Luglio 2015-2020, il nuovo museo Archeologico nazionale di Altino compie cinque anni: presentato un video. Attivati i Centri estivi 2020 al museo con tre laboratori didattici diversi: come si fonda una città romana; la mia prima Guida al museo; che storia la Preistoria

Luglio 2015 – luglio 2020: il nuovo museo Archeologico nazionale di Altino compie cinque anni. Dalla riapertura dopo il lockdown il museo di Altino è aperto nei pomeriggi di sabato e domenica, dalle 14.30 alle 19.30. Il “compleanno” è stata l’occasione per presentare il bel video prodotto dall’ Accademia di Belle Arti di Venezia (Paolo Pandin, Giacomo Vidoni, Samir Sayed Abdellattef). In questo periodo, ricorda la direzione, la gratuità della prima domenica del mese è sospesa, per evitare gli assembramenti e contenere il rischio di contagio da COVID-19. “Però il biglietto del museo costa solo 5 euro, se hai più di 25 anni; 2 euro, se hai tra i 18 e i 25 anni; 0 euro, se hai meno di 18 anni. Davvero una spesa minima per un’esperienza magnifica”.

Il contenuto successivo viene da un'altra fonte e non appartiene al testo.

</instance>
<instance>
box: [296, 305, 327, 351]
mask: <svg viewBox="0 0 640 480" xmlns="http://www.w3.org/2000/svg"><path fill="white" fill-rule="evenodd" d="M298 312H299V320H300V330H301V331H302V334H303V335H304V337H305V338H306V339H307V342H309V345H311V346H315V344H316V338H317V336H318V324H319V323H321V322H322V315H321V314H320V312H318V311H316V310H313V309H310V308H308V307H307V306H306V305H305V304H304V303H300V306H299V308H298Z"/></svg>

Intanto sono stati attivati i Centri estivi 2020 del museo di Altino. Il primo turno va dal 6 al 17 luglio, il secondo dal 20 al 31 luglio, il terzo dal 24 agosto al 4 settembre 2020; dal lunedì al venerdì, dalle 8 alle 13, con possibilità di rientro pomeridiano con gita in barca tra le isole della laguna nord il mercoledì dalle 13.30 alle 17.30; riservati a bambine e bambini 6 – 11 anni. I laboratori didattici a cura di Associazione Lapis (Come si fonda una città romana? Con gli archeologi dell’associazione Lapis, da sempre specializzati nelle aree archeologiche, i bambini si cimenteranno nella fondazione di una città romana: dalla scelta del territorio al tracciamento del perimetro, impareranno come si costruivano le strade, le case e gli altri edifici delle città utilizzando gli strumenti che usavano gli antichi topografi e creando modellini ispirati ai monumenti di Altino); Studio D archeologia didattica museologia (La mia prima guida… al Museo! Gli archeologi di Studio D, che vanta un’esperienza pluridecennale nei musei Archeologici nazionali veneti, porteranno i bambini a creare il proprio “libro del museo”: sceglieranno i reperti più importanti, li riprodurranno e li metteranno insieme in una guida personalizzata per le famiglie. Realizzeranno anche un gioco da tavolo come facevano gli antichi); Tramedistoria (Che storia la preistoria! Tramedistoria è un’associazione composta di archeologi che sperimentano le tecniche di produzione e lo stile di vita antico, per poi riprodurlo con i bambini durante i laboratori. I partecipanti impareranno a usare l’arco come nella preistoria, a costruire e suonare strumenti musicali, a intrecciare rami e corde per fare dei cesti, a dipingere come gli antichissimi autori delle pitture rupestri).